Sources de persécution

Le niveau de violence est très élevé au Nigeria. Les médias ont beaucoup parlé de l’enlèvement des lycéennes de Chibok, mais il ne s’agit là que la partie visible de l’iceberg car tous les jours des chrétiens sont agressés physiquement.

Au Nigeria, la persécution vient avant tout de l’extrémisme islamique même si les rivalités ethniques et les systèmes de corruption entrent aussi en jeu. La persécution est complexe et ne se limite pas aux assassinats et aux agressions perpétrées par des islamistes radicaux à l’encontre de chrétiens et de musulmans modérés. Dans les douze Etats du nord du pays, les autorités locales et la société ne laissent aucun espace de liberté aux chrétiens pour qu’ils puissent pratiquer leur foi.

La persécution est surtout présente dans les Etats régis par la charia mais elle gagne aussi les Etats voisins et pèse lourdement sur les chrétiens dans leur vie privée, familiale, sociale, civile et ecclésiale.

La pression que subissent les chrétiens et les violences dont ils font l’objet, principalement dans les provinces du nord, n’ont jamais été aussi intenses. Une situation qui pourrait encore empirer en raison :

  • des liens qui sont en train de se tisser entre Boko Haram, Al-Qaïda au Maghreb Islamique et d’autres groupes radicaux sans parler du modèle que représente le groupe Etat Islamique qui a conduit Boko Haram à proclamer un califat dans le nord-est du Nigeria,
  • des violences perpétrées par les éleveurs musulmans nomades de l’ethnie Fulani et Hausa dans la région de la ceinture centrale du Nigeria.

Toutes ces violences ont fait de nombreux déplacés à l’intérieur du pays. Beaucoup d’entre eux ne sont pas pris en charge par l’aide nationale et internationale. Dans la région, ces déplacés sont un témoignage vivant de la suprématie des persécuteurs et de la vulnérabilité des persécutés ce qui encourage la violence et l’impunité et répand la peur parmi les chrétiens persécutés. Ce cercle vicieux ne peut être brisé que par une intervention de la communauté internationale sous forme d’aide humanitaire ou autre.

Informations sur les chrétiens

Le Nigeria compte de nombreux chrétiens : 21,9% de la population est protestante, 15,16% appartient à des églises indépendantes, 12,61% est anglicane, 12,08% catholique, 0,01% orthodoxe et 1,18% est chrétienne non affiliée.
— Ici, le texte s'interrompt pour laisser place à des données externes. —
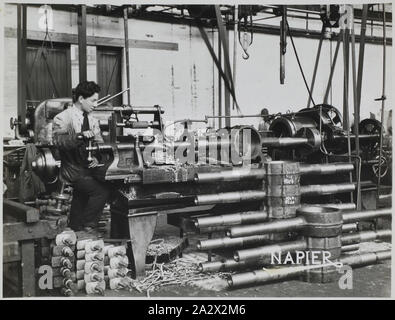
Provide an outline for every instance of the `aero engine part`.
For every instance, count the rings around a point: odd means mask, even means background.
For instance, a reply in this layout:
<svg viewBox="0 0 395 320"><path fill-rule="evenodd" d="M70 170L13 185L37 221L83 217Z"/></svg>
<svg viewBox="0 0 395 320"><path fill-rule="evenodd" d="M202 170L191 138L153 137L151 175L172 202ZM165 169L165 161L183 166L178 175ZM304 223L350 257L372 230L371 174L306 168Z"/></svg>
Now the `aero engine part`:
<svg viewBox="0 0 395 320"><path fill-rule="evenodd" d="M195 205L208 205L218 203L238 203L242 201L259 201L266 196L264 191L248 190L248 191L234 191L217 194L204 194L195 197Z"/></svg>
<svg viewBox="0 0 395 320"><path fill-rule="evenodd" d="M354 190L354 183L315 184L300 187L300 193L308 196L351 192Z"/></svg>
<svg viewBox="0 0 395 320"><path fill-rule="evenodd" d="M348 233L352 231L357 231L358 230L358 224L357 223L347 223L342 225L342 233Z"/></svg>
<svg viewBox="0 0 395 320"><path fill-rule="evenodd" d="M391 237L391 230L361 231L357 233L343 235L341 237L341 241L342 245L349 245Z"/></svg>
<svg viewBox="0 0 395 320"><path fill-rule="evenodd" d="M235 261L263 260L265 262L270 262L272 254L294 252L297 250L305 250L306 248L307 244L305 240L282 242L264 247L237 250L233 258Z"/></svg>
<svg viewBox="0 0 395 320"><path fill-rule="evenodd" d="M305 225L303 217L291 219L276 219L267 223L256 223L245 226L232 227L226 231L226 236L231 238L244 237L256 234L270 234L300 230Z"/></svg>
<svg viewBox="0 0 395 320"><path fill-rule="evenodd" d="M242 213L196 218L195 226L196 228L206 228L232 224L238 225L243 223L264 221L267 219L267 217L268 215L265 211L247 211Z"/></svg>
<svg viewBox="0 0 395 320"><path fill-rule="evenodd" d="M267 235L250 236L243 238L216 238L208 240L199 240L197 248L199 250L212 250L223 248L242 248L248 245L259 244L268 240Z"/></svg>
<svg viewBox="0 0 395 320"><path fill-rule="evenodd" d="M345 265L364 265L364 264L374 264L383 260L391 258L391 250L364 253L359 255L352 255L347 257L342 257L339 262ZM230 287L239 287L245 285L255 285L259 283L265 283L269 281L281 280L290 277L294 277L303 274L306 270L311 269L314 266L295 266L295 267L284 267L277 269L260 269L252 272L233 274L228 279L228 284Z"/></svg>
<svg viewBox="0 0 395 320"><path fill-rule="evenodd" d="M336 174L354 170L352 163L300 164L300 174Z"/></svg>
<svg viewBox="0 0 395 320"><path fill-rule="evenodd" d="M297 210L305 224L301 234L307 237L336 237L342 230L342 213L339 209L319 206L303 206Z"/></svg>
<svg viewBox="0 0 395 320"><path fill-rule="evenodd" d="M375 218L392 216L391 208L379 210L366 210L343 213L343 223L358 222L362 220L371 220Z"/></svg>
<svg viewBox="0 0 395 320"><path fill-rule="evenodd" d="M235 261L233 259L227 259L224 261L210 261L199 263L198 270L200 272L218 272L218 271L230 271L244 269L248 267L257 267L261 263L259 261Z"/></svg>
<svg viewBox="0 0 395 320"><path fill-rule="evenodd" d="M269 218L294 217L300 206L299 163L270 161L264 163L264 168Z"/></svg>
<svg viewBox="0 0 395 320"><path fill-rule="evenodd" d="M321 210L321 207L314 206L318 209L310 209L310 210ZM325 207L323 211L332 209L331 207ZM369 210L369 211L356 211L356 212L344 212L342 213L343 223L352 223L358 222L362 220L369 220L378 217L384 216L391 216L391 208L389 209L379 209L379 210ZM336 217L338 219L338 217ZM235 226L231 227L227 232L226 235L228 237L236 238L236 237L245 237L257 234L267 234L267 233L275 233L275 232L284 232L284 231L294 231L300 230L305 225L306 220L304 216L298 216L292 219L284 219L284 220L276 220L267 223L257 223L254 225L245 225L245 226ZM324 221L325 223L325 221ZM333 224L333 228L336 229L336 220ZM314 232L314 225L313 221L311 221L310 231L311 228ZM309 231L307 231L309 232Z"/></svg>

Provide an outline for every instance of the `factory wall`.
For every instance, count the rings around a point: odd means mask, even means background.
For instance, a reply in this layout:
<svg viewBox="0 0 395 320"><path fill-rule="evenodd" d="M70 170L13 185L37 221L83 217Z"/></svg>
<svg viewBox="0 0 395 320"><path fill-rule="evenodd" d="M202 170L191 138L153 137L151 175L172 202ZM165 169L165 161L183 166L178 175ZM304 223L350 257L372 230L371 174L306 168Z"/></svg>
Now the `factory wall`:
<svg viewBox="0 0 395 320"><path fill-rule="evenodd" d="M39 26L38 7L28 8L28 30L43 31ZM42 14L41 14L42 16ZM268 20L272 21L272 20ZM270 22L278 25L279 20ZM304 20L290 19L291 27L303 28ZM269 22L268 22L269 24ZM16 29L16 6L5 5L5 28ZM312 22L312 30L319 30L320 23ZM77 34L77 14L53 11L52 32ZM217 31L207 30L217 50ZM356 33L359 34L357 28ZM123 20L118 18L87 17L87 35L123 39ZM231 64L233 64L233 32L229 32ZM381 36L380 28L374 35ZM392 36L392 32L388 32ZM211 56L200 37L197 28L189 25L129 20L129 38L152 43L148 47L131 47L130 81L132 105L159 104L165 109L165 120L183 118L202 119L205 115L218 114L218 73ZM9 129L9 118L16 116L17 110L17 54L16 38L5 36L4 51L4 106L3 128L5 136L13 136ZM318 40L295 38L295 45L310 85ZM161 46L173 44L173 49ZM158 44L156 46L156 44ZM334 53L336 42L332 42ZM291 41L288 38L285 84L279 81L279 37L255 34L249 49L250 58L242 58L238 46L236 69L236 94L243 114L257 114L263 107L271 113L297 111L307 104L307 91L303 83ZM391 47L387 47L387 110L392 106ZM356 55L358 57L358 45ZM363 73L361 119L370 113L380 119L381 103L374 99L381 96L382 86L382 46L367 44ZM323 100L330 70L330 43L325 40L318 69L313 97L316 103ZM75 65L74 65L75 66ZM350 60L351 68L351 60ZM125 61L123 61L123 87L126 88ZM351 70L351 69L350 69ZM78 74L73 72L74 75ZM73 84L78 79L73 78ZM350 73L350 114L352 116L352 78ZM343 56L339 52L336 72L333 78L332 94L329 102L342 111L343 101ZM126 95L124 95L126 102ZM222 100L224 103L224 100ZM232 110L232 114L237 114ZM217 124L217 121L215 122ZM232 124L258 124L258 119L245 118L232 120ZM211 121L210 124L214 124ZM198 125L201 126L202 124Z"/></svg>

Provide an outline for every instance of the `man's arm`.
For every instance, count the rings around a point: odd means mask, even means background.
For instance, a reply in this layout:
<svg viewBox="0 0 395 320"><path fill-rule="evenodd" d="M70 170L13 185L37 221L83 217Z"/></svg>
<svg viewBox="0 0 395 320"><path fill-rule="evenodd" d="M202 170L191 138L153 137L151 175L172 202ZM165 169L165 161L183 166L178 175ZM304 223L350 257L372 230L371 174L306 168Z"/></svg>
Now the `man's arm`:
<svg viewBox="0 0 395 320"><path fill-rule="evenodd" d="M52 135L54 144L63 150L73 150L84 143L78 139L78 134L71 129L68 121L59 115L53 120Z"/></svg>

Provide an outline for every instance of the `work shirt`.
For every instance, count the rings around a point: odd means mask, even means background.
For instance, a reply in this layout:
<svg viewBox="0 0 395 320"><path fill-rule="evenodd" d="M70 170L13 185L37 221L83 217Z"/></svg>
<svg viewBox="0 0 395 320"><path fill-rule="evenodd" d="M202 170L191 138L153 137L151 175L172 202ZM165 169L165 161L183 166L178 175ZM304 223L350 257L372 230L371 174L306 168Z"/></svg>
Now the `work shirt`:
<svg viewBox="0 0 395 320"><path fill-rule="evenodd" d="M58 147L61 157L61 179L73 183L83 175L90 175L87 168L86 151L87 142L79 140L83 112L75 105L57 114L53 120L53 143ZM94 142L103 142L99 122L91 114L88 114L89 128L94 133Z"/></svg>

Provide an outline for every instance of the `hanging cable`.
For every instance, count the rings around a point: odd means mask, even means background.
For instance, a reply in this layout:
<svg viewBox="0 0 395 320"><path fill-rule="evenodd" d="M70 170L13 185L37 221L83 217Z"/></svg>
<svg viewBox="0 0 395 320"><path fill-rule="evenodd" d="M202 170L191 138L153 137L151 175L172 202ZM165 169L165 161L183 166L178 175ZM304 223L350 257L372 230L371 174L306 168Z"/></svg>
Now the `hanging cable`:
<svg viewBox="0 0 395 320"><path fill-rule="evenodd" d="M313 106L315 106L316 104L315 104L315 102L314 102L314 100L313 100L313 96L311 95L309 86L308 86L308 84L307 84L306 77L305 77L305 75L304 75L302 65L300 64L299 56L298 56L298 53L297 53L297 51L296 51L296 47L295 47L295 43L294 43L294 40L293 40L293 37L292 37L292 33L291 33L290 28L289 28L288 19L285 20L285 22L286 22L286 24L287 24L288 34L289 34L289 37L290 37L290 39L291 39L292 47L293 47L294 52L295 52L295 56L296 56L296 60L297 60L298 65L299 65L300 72L302 73L302 77L303 77L304 84L305 84L305 86L306 86L307 92L309 93L310 100L311 100L311 102L313 103Z"/></svg>

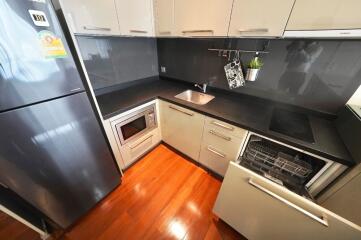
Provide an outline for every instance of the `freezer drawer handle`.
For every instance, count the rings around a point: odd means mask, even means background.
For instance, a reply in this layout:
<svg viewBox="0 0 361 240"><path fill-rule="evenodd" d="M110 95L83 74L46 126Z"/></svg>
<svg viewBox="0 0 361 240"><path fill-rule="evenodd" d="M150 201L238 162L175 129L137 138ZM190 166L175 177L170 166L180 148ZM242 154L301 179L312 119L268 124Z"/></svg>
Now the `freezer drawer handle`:
<svg viewBox="0 0 361 240"><path fill-rule="evenodd" d="M218 133L218 132L213 131L213 130L210 130L209 133L212 134L212 135L214 135L214 136L216 136L216 137L222 138L222 139L224 139L224 140L226 140L226 141L228 141L228 142L232 140L232 138L227 137L227 136L224 136L223 134Z"/></svg>
<svg viewBox="0 0 361 240"><path fill-rule="evenodd" d="M326 219L324 216L318 217L318 216L316 216L316 215L308 212L307 210L305 210L305 209L297 206L297 205L294 204L294 203L291 203L290 201L284 199L283 197L278 196L278 195L275 194L274 192L272 192L272 191L270 191L270 190L262 187L261 185L253 182L252 179L249 179L249 180L248 180L248 183L249 183L250 185L252 185L253 187L257 188L258 190L261 190L262 192L267 193L268 195L270 195L271 197L277 199L278 201L283 202L283 203L286 204L287 206L289 206L289 207L291 207L291 208L299 211L300 213L303 213L303 214L306 215L307 217L309 217L309 218L311 218L311 219L313 219L313 220L321 223L322 225L328 227L327 219Z"/></svg>
<svg viewBox="0 0 361 240"><path fill-rule="evenodd" d="M137 143L135 146L129 146L131 149L134 149L136 147L138 147L140 144L144 143L145 141L147 141L149 138L153 137L152 135L149 135L148 137L144 138L142 141L140 141L139 143Z"/></svg>
<svg viewBox="0 0 361 240"><path fill-rule="evenodd" d="M184 114L186 114L186 115L188 115L188 116L193 116L193 115L194 115L193 113L189 113L189 112L180 110L180 109L175 108L175 107L173 107L173 106L171 106L171 105L169 106L169 108L170 108L170 109L173 109L173 110L176 110L176 111L178 111L178 112L184 113Z"/></svg>
<svg viewBox="0 0 361 240"><path fill-rule="evenodd" d="M221 128L224 128L224 129L227 129L227 130L230 130L230 131L233 131L234 130L234 127L230 127L230 126L227 126L227 125L224 125L220 122L216 122L216 121L213 121L212 122L213 125L216 125L218 127L221 127Z"/></svg>
<svg viewBox="0 0 361 240"><path fill-rule="evenodd" d="M214 154L216 154L216 155L218 155L218 156L220 156L220 157L222 157L222 158L226 157L226 155L224 155L223 153L218 152L217 150L213 149L211 146L208 146L207 150L214 153Z"/></svg>

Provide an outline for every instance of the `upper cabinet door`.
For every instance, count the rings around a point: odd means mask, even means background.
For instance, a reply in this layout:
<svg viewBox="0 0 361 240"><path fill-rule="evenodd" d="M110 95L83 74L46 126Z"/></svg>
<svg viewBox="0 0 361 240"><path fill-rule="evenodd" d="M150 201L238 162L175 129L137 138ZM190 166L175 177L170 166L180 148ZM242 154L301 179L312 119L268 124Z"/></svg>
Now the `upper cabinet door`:
<svg viewBox="0 0 361 240"><path fill-rule="evenodd" d="M115 0L120 33L154 36L152 0Z"/></svg>
<svg viewBox="0 0 361 240"><path fill-rule="evenodd" d="M178 36L227 36L233 0L175 0Z"/></svg>
<svg viewBox="0 0 361 240"><path fill-rule="evenodd" d="M286 30L361 28L360 0L297 0Z"/></svg>
<svg viewBox="0 0 361 240"><path fill-rule="evenodd" d="M228 35L280 37L294 0L234 0Z"/></svg>
<svg viewBox="0 0 361 240"><path fill-rule="evenodd" d="M153 7L156 36L174 35L174 0L154 0Z"/></svg>
<svg viewBox="0 0 361 240"><path fill-rule="evenodd" d="M74 33L119 35L114 0L61 0L60 4Z"/></svg>

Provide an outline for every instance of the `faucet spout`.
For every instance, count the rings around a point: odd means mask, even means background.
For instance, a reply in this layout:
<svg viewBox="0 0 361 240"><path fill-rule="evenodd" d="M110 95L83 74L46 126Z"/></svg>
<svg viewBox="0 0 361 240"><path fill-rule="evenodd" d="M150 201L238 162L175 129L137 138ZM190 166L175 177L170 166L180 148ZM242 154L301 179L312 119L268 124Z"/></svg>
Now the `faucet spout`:
<svg viewBox="0 0 361 240"><path fill-rule="evenodd" d="M194 86L199 88L200 90L202 90L203 93L206 93L208 84L203 83L202 85L199 85L199 84L196 83L196 84L194 84Z"/></svg>

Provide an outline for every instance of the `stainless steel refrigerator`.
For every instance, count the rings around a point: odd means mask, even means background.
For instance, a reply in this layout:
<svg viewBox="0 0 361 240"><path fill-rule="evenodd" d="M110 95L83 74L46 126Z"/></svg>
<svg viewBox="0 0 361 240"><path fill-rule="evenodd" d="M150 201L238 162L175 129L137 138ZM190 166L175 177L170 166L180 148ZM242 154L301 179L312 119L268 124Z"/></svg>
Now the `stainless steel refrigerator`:
<svg viewBox="0 0 361 240"><path fill-rule="evenodd" d="M52 4L0 0L0 184L66 228L119 182Z"/></svg>

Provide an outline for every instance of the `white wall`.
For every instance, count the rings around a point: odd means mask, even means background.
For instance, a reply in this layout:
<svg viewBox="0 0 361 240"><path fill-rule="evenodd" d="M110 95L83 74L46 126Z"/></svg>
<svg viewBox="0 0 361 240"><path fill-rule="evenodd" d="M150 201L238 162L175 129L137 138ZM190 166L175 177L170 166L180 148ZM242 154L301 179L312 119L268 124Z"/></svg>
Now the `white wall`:
<svg viewBox="0 0 361 240"><path fill-rule="evenodd" d="M347 104L361 106L361 85L352 95L352 97L348 100Z"/></svg>

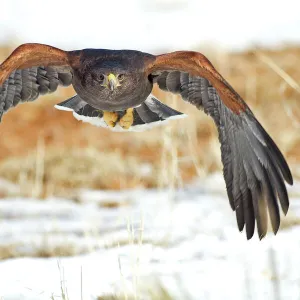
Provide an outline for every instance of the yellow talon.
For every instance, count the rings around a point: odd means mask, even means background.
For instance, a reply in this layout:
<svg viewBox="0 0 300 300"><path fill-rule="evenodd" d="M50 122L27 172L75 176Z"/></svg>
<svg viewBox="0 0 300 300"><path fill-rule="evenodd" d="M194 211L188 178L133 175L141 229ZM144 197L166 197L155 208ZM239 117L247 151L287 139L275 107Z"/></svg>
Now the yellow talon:
<svg viewBox="0 0 300 300"><path fill-rule="evenodd" d="M133 108L128 108L125 115L120 119L119 124L123 129L129 129L133 121Z"/></svg>
<svg viewBox="0 0 300 300"><path fill-rule="evenodd" d="M112 111L103 112L103 120L109 127L115 127L118 121L118 114Z"/></svg>

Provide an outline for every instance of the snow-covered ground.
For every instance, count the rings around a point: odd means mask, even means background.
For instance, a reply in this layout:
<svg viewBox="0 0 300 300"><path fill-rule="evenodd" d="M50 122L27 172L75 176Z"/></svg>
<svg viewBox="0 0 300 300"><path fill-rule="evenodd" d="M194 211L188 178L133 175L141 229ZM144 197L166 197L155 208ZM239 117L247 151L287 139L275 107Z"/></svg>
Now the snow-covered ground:
<svg viewBox="0 0 300 300"><path fill-rule="evenodd" d="M299 43L299 9L296 0L4 0L0 42L154 52L281 45ZM288 216L300 218L300 185L289 191ZM70 300L118 291L144 300L144 286L181 300L299 299L299 252L299 226L247 241L220 174L178 191L0 200L0 256L20 257L0 261L1 300L61 299L62 289ZM38 258L58 253L71 256Z"/></svg>
<svg viewBox="0 0 300 300"><path fill-rule="evenodd" d="M300 217L299 184L289 192L289 215ZM174 299L300 295L300 227L247 241L221 174L178 191L82 191L77 203L3 199L0 216L0 249L27 256L0 262L0 299L61 299L62 288L70 300L124 290L147 299L145 284ZM51 251L72 256L28 257Z"/></svg>

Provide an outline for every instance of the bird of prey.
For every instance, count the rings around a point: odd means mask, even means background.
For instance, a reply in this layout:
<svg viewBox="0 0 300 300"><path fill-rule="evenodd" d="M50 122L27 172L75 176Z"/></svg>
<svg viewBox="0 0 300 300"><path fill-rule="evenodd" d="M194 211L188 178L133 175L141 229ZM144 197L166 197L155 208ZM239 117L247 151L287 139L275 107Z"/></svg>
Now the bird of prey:
<svg viewBox="0 0 300 300"><path fill-rule="evenodd" d="M151 94L154 84L203 109L218 129L227 194L239 230L245 227L250 239L256 223L263 238L269 212L273 232L278 231L279 204L284 214L289 208L285 181L293 184L290 169L248 105L203 54L63 51L23 44L0 65L0 116L18 103L71 84L77 95L56 107L114 130L144 130L182 116Z"/></svg>

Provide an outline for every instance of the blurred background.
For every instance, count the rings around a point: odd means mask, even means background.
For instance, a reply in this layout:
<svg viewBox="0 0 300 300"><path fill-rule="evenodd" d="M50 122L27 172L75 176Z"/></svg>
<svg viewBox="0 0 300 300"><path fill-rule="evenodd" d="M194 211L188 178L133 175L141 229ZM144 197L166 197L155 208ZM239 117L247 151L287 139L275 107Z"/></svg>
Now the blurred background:
<svg viewBox="0 0 300 300"><path fill-rule="evenodd" d="M1 0L0 62L27 42L202 52L274 138L296 183L278 235L246 241L203 112L155 88L188 118L115 133L56 110L75 94L60 88L2 119L0 297L300 298L299 8L296 0Z"/></svg>

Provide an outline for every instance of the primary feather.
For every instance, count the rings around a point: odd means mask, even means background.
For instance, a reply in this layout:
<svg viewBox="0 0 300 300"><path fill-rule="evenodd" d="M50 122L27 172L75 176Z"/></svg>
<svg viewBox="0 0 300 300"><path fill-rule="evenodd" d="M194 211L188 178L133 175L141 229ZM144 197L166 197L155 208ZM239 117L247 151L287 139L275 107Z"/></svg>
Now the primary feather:
<svg viewBox="0 0 300 300"><path fill-rule="evenodd" d="M219 132L223 174L230 205L236 211L238 228L246 225L247 238L254 233L255 219L260 238L267 232L267 207L274 233L280 225L278 200L286 214L289 199L284 179L293 183L281 152L246 106L234 113L217 90L203 77L187 72L163 71L156 77L165 91L182 98L210 115Z"/></svg>

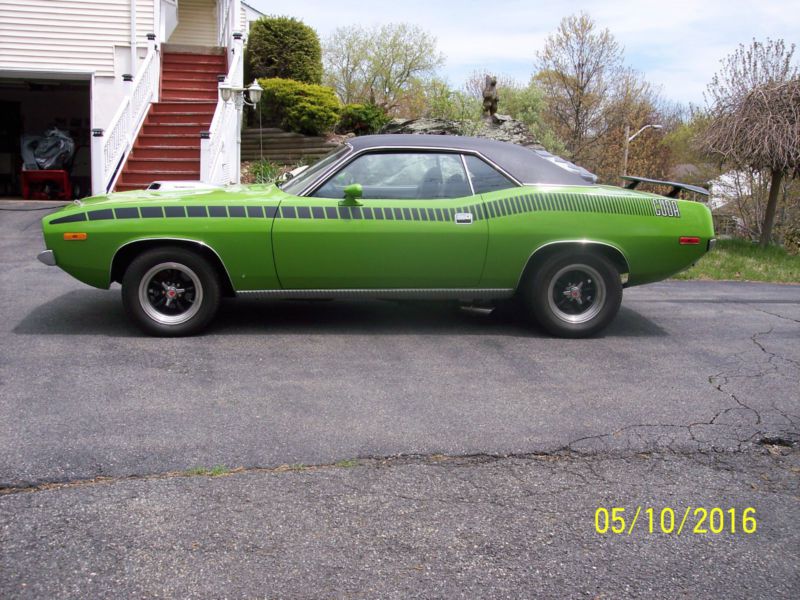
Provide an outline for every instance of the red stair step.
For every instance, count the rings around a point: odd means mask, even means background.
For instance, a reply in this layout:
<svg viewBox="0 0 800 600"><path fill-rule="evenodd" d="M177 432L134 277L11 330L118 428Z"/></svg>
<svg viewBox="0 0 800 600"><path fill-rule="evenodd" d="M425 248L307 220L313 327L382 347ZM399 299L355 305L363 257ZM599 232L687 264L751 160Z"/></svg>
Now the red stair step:
<svg viewBox="0 0 800 600"><path fill-rule="evenodd" d="M126 171L120 176L120 183L149 184L153 181L180 181L186 179L197 181L200 179L200 169L183 171Z"/></svg>
<svg viewBox="0 0 800 600"><path fill-rule="evenodd" d="M138 142L137 142L138 144ZM131 158L189 158L200 160L200 149L192 146L147 146L136 145Z"/></svg>
<svg viewBox="0 0 800 600"><path fill-rule="evenodd" d="M216 101L200 100L195 102L162 101L153 105L150 114L182 114L190 110L195 112L208 112L213 115L217 109Z"/></svg>
<svg viewBox="0 0 800 600"><path fill-rule="evenodd" d="M200 135L208 129L208 123L170 123L169 125L145 123L142 133L145 135Z"/></svg>
<svg viewBox="0 0 800 600"><path fill-rule="evenodd" d="M185 90L162 90L161 97L164 100L216 100L218 94L219 92L217 92L216 89L207 92L194 90L191 92Z"/></svg>
<svg viewBox="0 0 800 600"><path fill-rule="evenodd" d="M128 159L129 173L136 171L195 171L200 170L200 157L197 158L141 158Z"/></svg>
<svg viewBox="0 0 800 600"><path fill-rule="evenodd" d="M154 114L152 111L147 115L146 124L148 125L171 125L173 123L202 123L210 125L213 112L196 112L187 110L183 113L161 113Z"/></svg>
<svg viewBox="0 0 800 600"><path fill-rule="evenodd" d="M200 148L200 134L162 134L162 133L140 133L137 138L143 144L150 146L170 146L176 144L179 146L193 146Z"/></svg>
<svg viewBox="0 0 800 600"><path fill-rule="evenodd" d="M167 65L224 65L228 61L224 54L184 54L165 52L162 58Z"/></svg>

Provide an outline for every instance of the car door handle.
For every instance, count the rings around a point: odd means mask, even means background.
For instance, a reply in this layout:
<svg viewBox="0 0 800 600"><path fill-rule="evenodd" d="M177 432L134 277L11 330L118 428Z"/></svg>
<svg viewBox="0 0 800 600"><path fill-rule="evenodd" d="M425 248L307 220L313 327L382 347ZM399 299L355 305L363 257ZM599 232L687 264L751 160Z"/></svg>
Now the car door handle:
<svg viewBox="0 0 800 600"><path fill-rule="evenodd" d="M472 213L456 213L456 225L472 225Z"/></svg>

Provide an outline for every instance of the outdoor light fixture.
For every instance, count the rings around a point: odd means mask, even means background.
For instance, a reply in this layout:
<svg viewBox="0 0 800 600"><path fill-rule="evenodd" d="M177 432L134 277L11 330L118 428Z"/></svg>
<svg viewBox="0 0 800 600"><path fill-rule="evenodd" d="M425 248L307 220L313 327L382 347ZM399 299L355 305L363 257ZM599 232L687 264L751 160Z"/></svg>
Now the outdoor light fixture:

Constitutionnellement, le Nigeria est un Etat laïc qui garantit la liberté de religion. Mais pendant presque 40 ans, l’élite au pouvoir, originaire du Nord, a favorisé les musulmans et discriminé les chrétiens. Peu de moyens ont été employés pour mettre fin à la persécution des chrétiens dans le Nord et, par conséquent, des églises ont été brûlées et des chrétiens tués. Depuis 1999, 12 Etats du Nord ont instauré la charia, au grand désespoir des chrétiens.

Pour les églises, il est très difficile d’accueillir ouvertement des chrétiens d’arrière-plan musulman parce que cela attirerait l’attention de l’Oumma, la communauté musulmane, et pourrait provoquer des réactions violentes contre toutes les églises de la région.

Les pasteurs sont de plus en plus fréquemment visés par les extrémistes islamiques.